他有些惶恐地停下脚步,上气不接下气地说:“梨。”一边打量我,一边停下脚步,放下两个篮子。这时候,那个城管小伙子赶来了,叫他离开。我对小伙子说:“小伙子,怎么一个人执法啊?!你放心,我买几个梨,就叫他走开。”我的一句话,叫这个小伙子有些尴尬,毕竟一个人是不许执法的,再说了,我出来的位置应该是和我穿的白衬衣,使得小伙子不置可否地继续前行。老汉这才放心大胆地揭开蒙在篮子上的小花布,里边是绿中带黄的仙山窝梨:“看看我自己种的梨,多好!”老汉脸上露出自豪。
“仙山窝梨?!”我不由得有些吃惊,毕竟这东西只在记忆中有过。
“好眼力,师傅!你还认识窝梨?告诉你,过去咱们仙山的窝梨可是够多的,每年秋天,我们村前的海面上聚集老鼻子船了,都是南方来拉窝梨的。如今剩下不多的几棵树了。”老汉有些无奈地摇头。
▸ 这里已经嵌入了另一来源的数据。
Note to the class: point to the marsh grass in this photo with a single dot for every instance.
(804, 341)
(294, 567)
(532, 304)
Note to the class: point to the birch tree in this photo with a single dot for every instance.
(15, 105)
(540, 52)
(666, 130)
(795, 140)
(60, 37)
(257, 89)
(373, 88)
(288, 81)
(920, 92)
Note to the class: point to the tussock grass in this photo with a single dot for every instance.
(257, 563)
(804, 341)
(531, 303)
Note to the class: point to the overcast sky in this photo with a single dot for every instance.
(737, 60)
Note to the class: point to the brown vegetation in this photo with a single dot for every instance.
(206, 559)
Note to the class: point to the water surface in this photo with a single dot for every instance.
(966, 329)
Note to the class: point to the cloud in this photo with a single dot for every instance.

“为什么呢?仙山梨雪这一奇景怎么就没有了后来?”我似乎找到了明白人,想一探究竟。
“怎么说呢……想当年,农业学大寨运动,咱们当年的公社发动社员把山上的梨树都砍了,改造梯田,所以就没有了。可惜啊,祖祖辈辈细心养护的那片梨树啊。到了春天,漫山遍野,真的跟下了场大雪似的,好看极了。”老人双眼一亮,似乎看到了登瀛梨雪的美景,有些陶醉。
“那你的梨是咋保留的?”我打破砂锅问到底。
“这得益于我老屋院子里的那棵老梨树。这些年山地里种粮食得不偿失,我就用扦插的办法繁殖了几十棵梨树,又种回到我的口粮地里了。”老汉不无自豪地说。
“人家都种仙山茶啊,据说茶叶挣钱。”我很在行地说。
“种茶叶是挣钱,可是需要功夫啊!管理、施肥、冬天防冻,特别是春天采茶,你不知道那个苦啊。我和老伴儿俩人,只能种点梨树当做稀罕景了。其实,自己也不图卖几个梨挣点儿钱儿,如今政策好了,我老两口每个月养老金加起来一千三了,足够嚼谷的了,有了病,政府给报销一大半儿,自己也花不了太多钱。可是,梨子多了,吃不了,亲戚朋友也送不完,烂了可惜,所以,就想到城里看看能不能卖几个,同时看看热闹光景儿。”老人张望一下四周,没见到有穿制服的后,从兜里掏出香烟,让了让我,被拒绝,就独自点上,深吸了一口后,干脆坐在路边长条椅上,跟我唠了起来。
“看样子你像个领导。”他说。
“什么领导,打工的而已。”我笑笑。
“共产党好啊!如今我们村成了最美旅游乡村,进村的路拓宽了,硬化成水泥面,大巴车直接就开进来了,公共汽车有了,我进城方便多了!来旅游的基本把家里的梨都买走了,有的直接到树上摘,难得大人孩子们高兴。要不,我家那些梨,不愁死我?哈哈哈。我的老房子租给了旅游集团公司,一年给我三万租金,合同一签15年的!也不用上山砍柴了,通天然气了。冬天也不生炉子了,集体供暖了。这日子,叫我跟城里人换我也不换。”老汉又点上一支烟。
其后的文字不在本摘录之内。